Yes. Your question already has the answer, Charles, it's -- you're correct. To be honest with you, so were we a bit surprised. We were expecting the automotive recovery to happen mid- to late Q4 or even early Q1 of next year. So it has come in sooner than we expected ourselves. At the same time, you're also correct that much of this has to do with technology pivot to, as I mentioned to an earlier question, where the processor market is actually hitting the automotive market. And we have a demand here for thermal, dissipative testing thermal, or managing temperature control in thermal dissipative devices. So we're finding applications now where we're selling active thermal control technology on our tri-temp cryogenic handlers. And that is a technology change in the automotive market. They don't have that installed base capacity today. So there is definitely a technology component here happening in automotive. Because as I said earlier, I'm not sure if you were on the call or dropped out, utilization in automotive is still below 80%. And yet, we're seeing a ramp, but they are for new products. So it is a technology shift.
Great. Great. Maybe my last question, one of your leading logic IDM customer, I know you don't really have a 10% customer for a couple of quarters, that particular customer apparently is moving from 80 based testing into some of the modular testing and with their in-house tester, modular testers, how do you see that trend is coming along?

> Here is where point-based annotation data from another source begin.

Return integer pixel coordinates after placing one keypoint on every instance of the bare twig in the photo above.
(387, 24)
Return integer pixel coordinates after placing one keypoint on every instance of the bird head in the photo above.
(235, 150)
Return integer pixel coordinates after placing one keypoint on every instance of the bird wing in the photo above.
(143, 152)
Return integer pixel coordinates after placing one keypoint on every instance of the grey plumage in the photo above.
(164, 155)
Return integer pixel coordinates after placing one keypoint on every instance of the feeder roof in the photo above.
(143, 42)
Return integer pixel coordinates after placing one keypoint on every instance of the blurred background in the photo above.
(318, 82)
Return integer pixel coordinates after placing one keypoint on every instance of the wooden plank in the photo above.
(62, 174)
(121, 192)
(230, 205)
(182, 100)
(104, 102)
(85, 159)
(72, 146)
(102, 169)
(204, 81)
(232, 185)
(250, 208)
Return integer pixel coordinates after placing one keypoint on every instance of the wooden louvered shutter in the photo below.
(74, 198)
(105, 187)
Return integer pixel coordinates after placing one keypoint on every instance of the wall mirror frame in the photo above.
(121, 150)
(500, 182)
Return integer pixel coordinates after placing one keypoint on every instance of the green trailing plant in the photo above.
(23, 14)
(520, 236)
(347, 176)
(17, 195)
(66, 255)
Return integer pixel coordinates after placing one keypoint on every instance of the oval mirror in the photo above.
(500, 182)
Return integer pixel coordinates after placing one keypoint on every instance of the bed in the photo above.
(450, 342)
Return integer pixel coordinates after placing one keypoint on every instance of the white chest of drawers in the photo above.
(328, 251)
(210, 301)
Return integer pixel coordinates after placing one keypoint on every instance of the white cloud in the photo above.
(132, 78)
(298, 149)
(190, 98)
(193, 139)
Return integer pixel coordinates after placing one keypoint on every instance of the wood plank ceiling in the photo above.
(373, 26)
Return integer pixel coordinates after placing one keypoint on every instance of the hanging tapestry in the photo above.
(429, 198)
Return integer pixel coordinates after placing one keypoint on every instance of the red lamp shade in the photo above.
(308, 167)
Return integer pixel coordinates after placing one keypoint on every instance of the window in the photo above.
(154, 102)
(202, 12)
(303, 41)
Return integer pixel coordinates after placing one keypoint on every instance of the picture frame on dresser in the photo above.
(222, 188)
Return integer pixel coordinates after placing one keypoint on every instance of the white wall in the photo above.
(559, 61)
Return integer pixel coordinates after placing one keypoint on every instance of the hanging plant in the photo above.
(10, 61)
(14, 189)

And how do you see the impact on your business?
So talking about that customer, we continue to see the business there robust and pretty much staying at the same level quarter-over-quarter through the end of this year. I don't know exactly what's going to happen next year, but there is no weakening of business on that account in that market segment. At the same time, we're seeing some traction in interest from other customers, particularly for microprocessors and GPUs and network processors for our active thermal control technology. So the computing segment may actually open up some new opportunities for us in 2021, but it's a little too early to talk and quantify them.
And at this time, I'm not showing any further questions. I'd now like to turn the call back to your speakers for any further remarks.
Thank you. And before we sign off, I'd like to let you know that Cohu will be hosting a virtual analyst and investor conference on December 2. This conference will provide you with an opportunity to gain more in-depth knowledge about Cohu's products, markets and our strategy for differentiation and growth. I hope you can join us. In addition to the Cohu conference, we'll be participating in a number of virtual investor conferences during Q4 and would welcome meeting with you. The conferences are the Stifel Midwest Growth Conference on November 11 and 12, the D.A. Davidson Investor Conference on December 15 and the 12th Annual CEO Summit on December 16.
So thank you for joining today's call, and we look forward to meeting with you at an upcoming conference.
Ladies and gentlemen, this concludes today's conference call. Thank you for your participation. You may all disconnect. Everyone, have a good day.